Cinq ans après Au bout du conte et un retour triomphal au théâtre, Agnès Jaoui et Jean-Pierre Bacri reviennent au grand écran avec cette gentille critique de bobos parisiens qui viennent s’encanailler en pleine campagne le temps d’une crémaillère qui tourne au désastre. Et c’est sans surprise que les « Jabac » – comme les surnommait Alain Resnais – puisent dans les ficelles un semblant éculées de leurs succès passés : un film choral écrit à quatre mains et réalisé par Madame où le duo s’offre les premiers rôles. Pour Bacri celui d’un animateur radio misanthrope et cynique qui a fait son temps ; pour Jaoui, celui de l’ex-épouse, désormais dévouée à la cause d’une Afghane menacée d’expulsion. À leurs côtés, la bande s’est renouvelée et accueille de nouveaux visages multi-générationnels qui, entre quiproquos et punchlines, suivent une partition bien rodée. En maîtresse des lieux, Léa Drucker est l’archétype de la parisienne toujours pendue à son iPhone et qui découvre les joies du grand air à seulement « trente-cinq minutes de la capitale ». Sarah Suco apporte une dose de fantaisie dans son rôle de serveuse plus motivée à faire des selfies avec les stars qu’à s’occuper du buffet. Kevin Azaïs joue les chauffeurs confidents à l’image de Gérard Lanvin, le garde du corps du Goût des autres. Quant à Mister V., YouTuber star, il est la caution jeunesse d’un film où la génération 2.0 est en ligne de mire.
On connaît la chanson
Place publique n’a rien de déshonorant. Mais il faut reconnaître que le film montre très vite les limites du système installé depuis plusieurs décennies par Jaoui et Bacri, que l’on sait meilleurs auteurs que cinéastes. Il est indéniable que le duo est toujours maître dans l’art de la réplique qui fait mouche. Il sait trouver ces petits détails imparables (cet invité à la poignée de fer qui broie les mains de tous ceux qu’il salue) ou provoquer des scènes incongrues (l’imitation de Montand par Bacri alors en pleine déroute sentimentale). Mais il ne suffit pas d’avoir des invités prestigieux et un programme prometteur pour que la fête batte son plein. Dans cette « partie de campagne » aux faux airs de Règle du jeu, la chanson est bien trop connue pour surprendre. Plus d’une fois, on a l’impression d’en écouter une pâle copie, comme ces tubes de la variété que reprennent les personnages au karaoké. La faute sûrement à des personnages à la mélancolie sous-jacente qui peinent à prendre de l’ampleur, vampirisés par des portraits où l’efficacité prime sur la subtilité.
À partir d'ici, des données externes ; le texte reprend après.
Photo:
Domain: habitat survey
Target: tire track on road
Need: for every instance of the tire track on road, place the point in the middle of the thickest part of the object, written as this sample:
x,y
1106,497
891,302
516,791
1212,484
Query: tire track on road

La faute, surtout, à une morale qui, sous couvert de cynisme, manque de mordant et frôle la paresse. Bien moins allègre et « ancré » qu’un film comme Le Sens de la fête (dont il partage Bacri et bon nombre de sujets), Place publique ne fait qu’enfoncer des portes ouvertes sur le milieu médiatique, la lutte des classes, le jeunisme face au vieillissement, ou encore sur notre société hyper connectée où les réseaux sociaux ont la part belle. Car c’est une chose de baptiser son personnage principal Castro. Encore faut-il que fond et forme suivent pour se montrer un tant soit peu révolutionnaire.